Deepwater Canyons 2012: Pathways to the Abyss

Brave New Worlds

By Christina Kellogg - USGS
September 7, 2012

Closeup view of Paragorgia arborea (bubblegum coral).

Closeup view of Paragorgia arborea (bubblegum coral). Image courtesy of Deepwater Canyons 2012 Expedition, NOAA-OER/BOEM. Download image (jpg, 176 KB).

Like people, corals have microbes all over them and inside them. While quite a lot of attention has been paid to the microbial associates of tropical corals, mostly in relation to coral diseases, much less work has been conducted on deep-sea coral species. Considering there are many more deep-sea (aka cold-water) coral species than tropical, a lot of biodiversity is missed by limiting work to sunny, shallow waters!

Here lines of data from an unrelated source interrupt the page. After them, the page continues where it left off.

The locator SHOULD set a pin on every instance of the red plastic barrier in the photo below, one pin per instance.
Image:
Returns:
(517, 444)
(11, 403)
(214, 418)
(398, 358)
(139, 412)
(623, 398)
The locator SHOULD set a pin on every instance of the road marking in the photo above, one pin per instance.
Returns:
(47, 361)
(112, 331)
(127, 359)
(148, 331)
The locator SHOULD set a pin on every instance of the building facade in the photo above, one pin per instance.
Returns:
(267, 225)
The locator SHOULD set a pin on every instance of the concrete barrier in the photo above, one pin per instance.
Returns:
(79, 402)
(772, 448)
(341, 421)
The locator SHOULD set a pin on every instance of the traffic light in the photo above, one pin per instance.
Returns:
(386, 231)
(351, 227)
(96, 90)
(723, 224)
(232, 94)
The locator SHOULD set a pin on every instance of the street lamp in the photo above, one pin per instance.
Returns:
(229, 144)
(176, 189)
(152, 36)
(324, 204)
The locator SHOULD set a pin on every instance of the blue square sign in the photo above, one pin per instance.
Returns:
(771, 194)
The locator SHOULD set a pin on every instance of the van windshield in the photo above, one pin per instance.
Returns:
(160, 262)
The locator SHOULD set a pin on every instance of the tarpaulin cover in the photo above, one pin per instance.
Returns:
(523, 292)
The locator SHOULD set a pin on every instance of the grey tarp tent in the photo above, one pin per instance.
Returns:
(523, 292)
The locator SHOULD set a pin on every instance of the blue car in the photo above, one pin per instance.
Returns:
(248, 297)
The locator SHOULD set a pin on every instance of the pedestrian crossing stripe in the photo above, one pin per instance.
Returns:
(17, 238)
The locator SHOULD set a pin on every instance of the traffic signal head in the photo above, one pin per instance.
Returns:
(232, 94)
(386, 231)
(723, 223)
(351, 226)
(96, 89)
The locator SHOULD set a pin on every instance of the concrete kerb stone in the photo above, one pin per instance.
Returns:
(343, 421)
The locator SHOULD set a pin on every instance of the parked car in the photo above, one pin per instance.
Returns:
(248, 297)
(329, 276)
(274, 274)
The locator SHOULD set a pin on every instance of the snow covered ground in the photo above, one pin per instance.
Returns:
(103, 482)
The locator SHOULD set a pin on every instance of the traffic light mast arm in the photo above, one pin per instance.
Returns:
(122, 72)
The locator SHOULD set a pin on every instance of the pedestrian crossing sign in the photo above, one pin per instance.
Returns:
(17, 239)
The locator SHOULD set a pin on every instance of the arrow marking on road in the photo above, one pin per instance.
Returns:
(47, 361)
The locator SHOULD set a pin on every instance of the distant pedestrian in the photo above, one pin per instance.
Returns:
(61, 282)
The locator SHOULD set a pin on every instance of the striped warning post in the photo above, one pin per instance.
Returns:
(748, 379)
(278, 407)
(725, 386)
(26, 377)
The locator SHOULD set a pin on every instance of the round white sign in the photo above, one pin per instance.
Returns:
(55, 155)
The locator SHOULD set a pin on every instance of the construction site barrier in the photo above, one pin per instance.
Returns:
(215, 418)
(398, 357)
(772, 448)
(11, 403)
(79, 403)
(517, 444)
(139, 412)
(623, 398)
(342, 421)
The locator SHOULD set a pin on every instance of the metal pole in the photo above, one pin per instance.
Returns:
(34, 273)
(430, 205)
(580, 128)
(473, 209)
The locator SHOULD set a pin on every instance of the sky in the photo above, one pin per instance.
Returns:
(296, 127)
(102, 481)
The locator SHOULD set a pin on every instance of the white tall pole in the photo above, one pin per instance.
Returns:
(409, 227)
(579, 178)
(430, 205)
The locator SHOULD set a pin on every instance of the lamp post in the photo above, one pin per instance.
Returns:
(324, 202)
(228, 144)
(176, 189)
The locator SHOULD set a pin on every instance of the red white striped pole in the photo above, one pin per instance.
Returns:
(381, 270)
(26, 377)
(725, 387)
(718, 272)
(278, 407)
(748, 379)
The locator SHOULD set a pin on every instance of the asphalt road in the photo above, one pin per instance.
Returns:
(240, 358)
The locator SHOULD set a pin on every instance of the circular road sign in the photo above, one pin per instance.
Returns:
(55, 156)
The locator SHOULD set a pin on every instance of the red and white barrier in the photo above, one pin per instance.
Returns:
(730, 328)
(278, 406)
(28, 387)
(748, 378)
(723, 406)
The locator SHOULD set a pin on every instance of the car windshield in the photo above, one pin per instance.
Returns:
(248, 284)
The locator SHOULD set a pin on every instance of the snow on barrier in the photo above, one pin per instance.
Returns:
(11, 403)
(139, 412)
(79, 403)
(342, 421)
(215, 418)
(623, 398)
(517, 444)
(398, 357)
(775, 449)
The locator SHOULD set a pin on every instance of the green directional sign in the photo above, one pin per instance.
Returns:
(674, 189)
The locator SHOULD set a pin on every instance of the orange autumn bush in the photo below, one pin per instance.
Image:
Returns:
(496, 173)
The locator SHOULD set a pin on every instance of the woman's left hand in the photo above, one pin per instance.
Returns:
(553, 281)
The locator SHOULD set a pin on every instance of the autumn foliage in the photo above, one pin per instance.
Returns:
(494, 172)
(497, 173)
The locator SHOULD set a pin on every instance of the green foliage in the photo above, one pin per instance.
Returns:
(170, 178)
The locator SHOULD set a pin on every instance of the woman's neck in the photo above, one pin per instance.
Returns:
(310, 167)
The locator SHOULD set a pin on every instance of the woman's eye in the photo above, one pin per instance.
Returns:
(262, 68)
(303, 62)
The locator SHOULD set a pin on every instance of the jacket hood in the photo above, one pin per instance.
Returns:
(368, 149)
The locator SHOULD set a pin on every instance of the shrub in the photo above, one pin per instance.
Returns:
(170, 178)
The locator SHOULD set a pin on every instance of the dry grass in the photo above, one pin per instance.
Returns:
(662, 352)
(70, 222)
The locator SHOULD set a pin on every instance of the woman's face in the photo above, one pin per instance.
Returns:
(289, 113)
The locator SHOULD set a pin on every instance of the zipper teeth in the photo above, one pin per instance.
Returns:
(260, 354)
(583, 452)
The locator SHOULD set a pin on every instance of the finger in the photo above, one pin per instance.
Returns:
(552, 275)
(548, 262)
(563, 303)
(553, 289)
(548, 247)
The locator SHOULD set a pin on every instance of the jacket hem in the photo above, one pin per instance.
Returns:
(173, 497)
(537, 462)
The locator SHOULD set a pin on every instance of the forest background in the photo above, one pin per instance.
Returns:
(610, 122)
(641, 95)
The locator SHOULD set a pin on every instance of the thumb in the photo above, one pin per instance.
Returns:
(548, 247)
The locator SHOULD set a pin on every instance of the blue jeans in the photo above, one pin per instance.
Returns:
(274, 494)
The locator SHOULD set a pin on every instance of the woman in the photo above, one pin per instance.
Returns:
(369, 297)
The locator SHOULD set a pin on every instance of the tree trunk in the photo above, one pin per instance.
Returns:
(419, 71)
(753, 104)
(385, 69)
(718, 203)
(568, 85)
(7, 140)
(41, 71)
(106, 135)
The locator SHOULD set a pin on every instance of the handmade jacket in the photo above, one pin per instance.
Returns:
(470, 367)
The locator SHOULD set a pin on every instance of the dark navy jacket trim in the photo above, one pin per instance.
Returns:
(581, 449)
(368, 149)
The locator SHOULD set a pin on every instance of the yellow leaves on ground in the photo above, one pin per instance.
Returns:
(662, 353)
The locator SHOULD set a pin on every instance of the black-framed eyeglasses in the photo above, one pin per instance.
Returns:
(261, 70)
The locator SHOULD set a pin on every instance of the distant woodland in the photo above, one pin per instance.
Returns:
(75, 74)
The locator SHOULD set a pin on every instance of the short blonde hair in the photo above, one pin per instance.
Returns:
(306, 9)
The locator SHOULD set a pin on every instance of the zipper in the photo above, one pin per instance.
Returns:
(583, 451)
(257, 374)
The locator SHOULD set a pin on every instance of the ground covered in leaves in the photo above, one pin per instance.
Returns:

So far, most microbiology of deep-sea corals has been focused on a stony coral with a global distribution, Lophelia pertusa. However, we have not been seeing stony corals in the canyons; the main corals are octocorals like Paragorgia arborea (bubblegum coral), Primnoa resedaeformis (sea-corn coral) and other soft corals that don’t have common names. Since tropical corals have species-specific microbial communities and so does Lophelia, we have every reason to believe that each octocoral species we find will have its own unique microbial community. From the perspective of a bacterium, each coral colony is a microbial world, with different landscapes and communities.

During this cruise, I have been collecting and preserving coral samples so that after I return to my lab we can identify and characterize the coral-associated microbes. The first goal is to figure out ‘who is there’ and then begin work on the harder question of ‘what are they doing’ as part of the dynamic biology of the coral. We might even discover a few new bacterial species along the way!